Illustration de l’impact de l’intégration et de la digitalisation des processus (la même demande d'indemnisation traitée dans un processus digitalisé et intégré) :

  1. Lors de la numérisation des documents, une technologie de reconnaissance intelligente des caractères (OCR / ICR), permet de détecter la nature des documents, d’identifier les informations importantes, de les extraire et de les structurer.

  2. Ces informations sont interprétées par une intelligence artificielle (NLP) qui détermine le type de traitement à appliquer (adjudication de la demande)

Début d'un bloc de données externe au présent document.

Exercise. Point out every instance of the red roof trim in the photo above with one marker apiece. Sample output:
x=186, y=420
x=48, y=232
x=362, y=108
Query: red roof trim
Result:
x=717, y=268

  3. Un robot (RPA) permet enfin de basculer les informations dans les bons champs du système de règlement en fonction du type de traitement défini..

  4. Les exceptions (demandes non reconnues, cas trop complexes) sont envoyées automatiquement à un gestionnaire de cas pour être traitées manuellement.

 

Lorsque les coûts opérationnels et les impacts sur l’expérience client que cette pandémie a engendré auront été quantifiés, il y a fort à parier que nous assisterons à une accélération des projets de digitalisation et d’intégration des processus clients des entreprises.